Dynamic mcp handling #291

jdecker76 · 2025-07-16T16:55:19Z

Adds comprehensive MCP server polling and dynamic agent management

Fast Agent will no longer crash when it tries to load an agent where a dependent MCP Server is not available
New polling system can poll MCP servers and activate/deactivate agents dynamically based on MCP server availability (polling is off by default)
Introduces new FastAgent parameter mcp_polling_interval, which defaults to None (I.e. polling disabled by default)
Implement simple agent status management when polling is enabled:
- Deactivate agents when their servers go offline during runtime
- Reactivate agents when their servers come back online
Updated progress display:
- Show the MCP Server Polling in the progress display
- Show "Deactivated" status when polling is disabled
- Show "Running" during active server health checks
- Show "Ready" between cycles
Give users full control over polling frequency vs performance trade-offs - they can set choose whether to enable polling, and use an interval that works best for their situation

This provides comprehensive MCP server monitoring with automatic agent lifecycle
management while maintaining zero performance impact by default.

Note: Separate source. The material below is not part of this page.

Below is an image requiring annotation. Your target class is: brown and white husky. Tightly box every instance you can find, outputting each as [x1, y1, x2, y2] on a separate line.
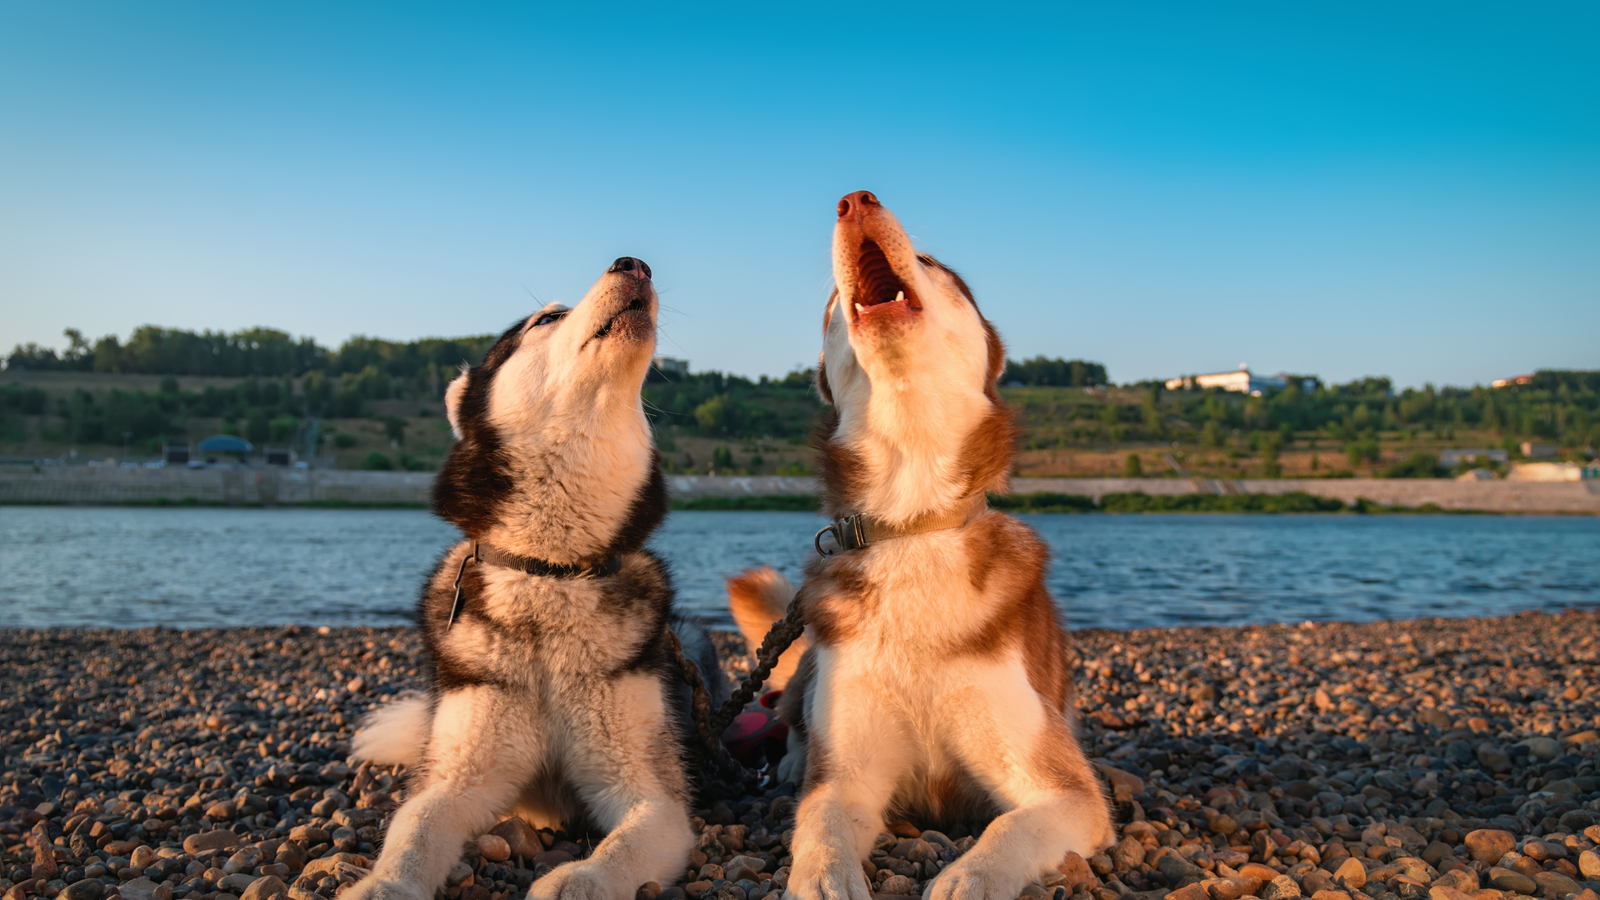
[347, 257, 724, 900]
[730, 192, 1114, 900]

If this is considered for inclusion in Fast Agent, I will update the docs repo

don't register the same agent multiple times

Also disabled human input callback

Disable human input when nont in interactive mode

and undo the input suppression in server mode

Added Visible INFO Logging for Agent Deactivation Fixed Animated Dots for DEACTIVATED Status Hide MCP Server Entries from Progress Display Fixed Background Polling for Agent Reactivation

fix indentation issues

fix import - i think this is why the Agent is not being reactivated once the mcp server comes back online

dynamic handling is now working, and the progress display is nice

Adds comprehensive MCP server polling and dynamic agent management - Change mcp_polling_interval default from 60s to None (no polling by default) - Add proactive monitoring of ALL MCP servers during polling cycles - Implement simple agent status management: * Deactivate agents when their servers go offline during runtime * Reactivate agents when their servers come back online - Use direct server connectivity testing via temporary connections - Add 3-retry logic with exponential backoff for tool calls - Update progress display: * Show the MCP Server Polling in the progress display * Show "Deactivated" status when polling is disabled * Show "Running" during active server health checks * Show "Ready" between cycles with server status details - Give users full control over polling frequency vs performance trade-offs - they can set an interval that works best for their situation This provides comprehensive server monitoring with automatic agent lifecycle management while maintaining zero performance impact by default.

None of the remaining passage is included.